§ 14 UAG
Gesetz über Einsetzung und Verfahren von Untersuchungsausschüssen des Landtags (Untersuchungsausschussgesetz - UAG)
Landesrecht Baden-Württemberg
Titel: Gesetz über Einsetzung und Verfahren von Untersuchungsausschüssen des Landtags (Untersuchungsausschussgesetz - UAG)
Normgeber: Baden-Württemberg
Amtliche Abkürzung: UAG
Gliederungs-Nr.: 1101
Normtyp: Gesetz

§ 14 UAG – Aktenvorlage, Auskunftserteilung, Aussagegenehmigung

(1) Alle Behörden des Landes sowie die Körperschaften, Anstalten und Stiftungen des öffentlichen Rechts, die der Aufsicht des Landes unterstehen, sind unmittelbar zur Vorlage von sächlichen Beweismitteln, insbesondere der Akten, die den Untersuchungsgegenstand betreffen, und zur Erteilung von Auskünften verpflichtet. Der Untersuchungsausschuss kann die Vorlage auch in geeigneter elektronischer Form verlangen.
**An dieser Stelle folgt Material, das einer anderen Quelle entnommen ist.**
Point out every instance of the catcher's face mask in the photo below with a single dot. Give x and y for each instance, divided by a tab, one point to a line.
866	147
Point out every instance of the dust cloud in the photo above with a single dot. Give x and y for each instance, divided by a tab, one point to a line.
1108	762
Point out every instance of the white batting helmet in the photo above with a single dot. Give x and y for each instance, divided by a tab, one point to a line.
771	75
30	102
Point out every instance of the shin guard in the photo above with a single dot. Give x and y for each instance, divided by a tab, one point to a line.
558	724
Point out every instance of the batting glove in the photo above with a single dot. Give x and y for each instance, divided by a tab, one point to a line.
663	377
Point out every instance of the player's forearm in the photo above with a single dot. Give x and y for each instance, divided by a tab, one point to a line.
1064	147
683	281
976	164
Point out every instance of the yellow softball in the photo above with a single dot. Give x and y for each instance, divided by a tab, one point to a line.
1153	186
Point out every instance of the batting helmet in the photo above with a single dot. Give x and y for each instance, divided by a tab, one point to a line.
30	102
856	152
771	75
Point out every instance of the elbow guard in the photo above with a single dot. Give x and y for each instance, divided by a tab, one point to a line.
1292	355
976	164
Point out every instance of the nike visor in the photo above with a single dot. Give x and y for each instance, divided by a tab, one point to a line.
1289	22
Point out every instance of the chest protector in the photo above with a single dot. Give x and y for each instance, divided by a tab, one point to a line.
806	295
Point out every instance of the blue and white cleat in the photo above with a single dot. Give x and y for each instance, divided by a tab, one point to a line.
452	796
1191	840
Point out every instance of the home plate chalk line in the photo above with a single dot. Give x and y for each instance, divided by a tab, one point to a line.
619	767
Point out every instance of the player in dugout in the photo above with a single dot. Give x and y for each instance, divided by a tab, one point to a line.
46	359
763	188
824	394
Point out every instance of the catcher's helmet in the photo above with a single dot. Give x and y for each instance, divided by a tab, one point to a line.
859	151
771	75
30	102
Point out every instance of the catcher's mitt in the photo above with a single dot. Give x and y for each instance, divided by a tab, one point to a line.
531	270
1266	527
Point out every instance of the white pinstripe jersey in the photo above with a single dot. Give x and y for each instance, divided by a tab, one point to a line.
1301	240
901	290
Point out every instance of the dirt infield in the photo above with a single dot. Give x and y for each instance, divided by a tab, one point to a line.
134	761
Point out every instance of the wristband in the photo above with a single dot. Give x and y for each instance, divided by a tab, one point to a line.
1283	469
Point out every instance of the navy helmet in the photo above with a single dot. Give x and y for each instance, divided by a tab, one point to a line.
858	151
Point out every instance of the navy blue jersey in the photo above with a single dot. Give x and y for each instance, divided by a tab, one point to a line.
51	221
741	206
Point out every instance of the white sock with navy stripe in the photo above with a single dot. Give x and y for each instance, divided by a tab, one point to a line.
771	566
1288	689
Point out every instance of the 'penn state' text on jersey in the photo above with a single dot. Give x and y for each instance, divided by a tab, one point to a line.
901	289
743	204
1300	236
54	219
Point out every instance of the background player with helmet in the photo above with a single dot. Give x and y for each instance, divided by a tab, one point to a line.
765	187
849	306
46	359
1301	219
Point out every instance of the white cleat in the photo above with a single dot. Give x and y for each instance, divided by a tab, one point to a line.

Die Datensicherheit nach dem Stand der Technik sowie der Daten- und Geheimschutz sind zu gewährleisten.

(2) Die Vorlage von sächlichen Beweismitteln, die Auskunftserteilung und die Aussagegenehmigung dürfen verweigert werden, wenn dies aus Gründen der Sicherheit des Staates geboten ist oder wenn ein Gesetz der Bekanntgabe an den Ausschuss entgegensteht. Für Richter und Beamte bleibt § 37 Abs. 4 Satz 1 des Beamtenstatusgesetzes unberührt. Über die Verweigerung der Vorlage sächlicher Beweismittel, insbesondere der Akten, und der Auskunftserteilung entscheidet die oberste Dienst- oder Aufsichtsbehörde.

(3) Werden sächliche Beweismittel, insbesondere die Akten, nicht vollständig vorgelegt, sind die Gründe hierfür anzugeben. Gleiches gilt, wenn eine Auskunft oder eine Aussagegenehmigung nicht im vollen Umfang erteilt wird.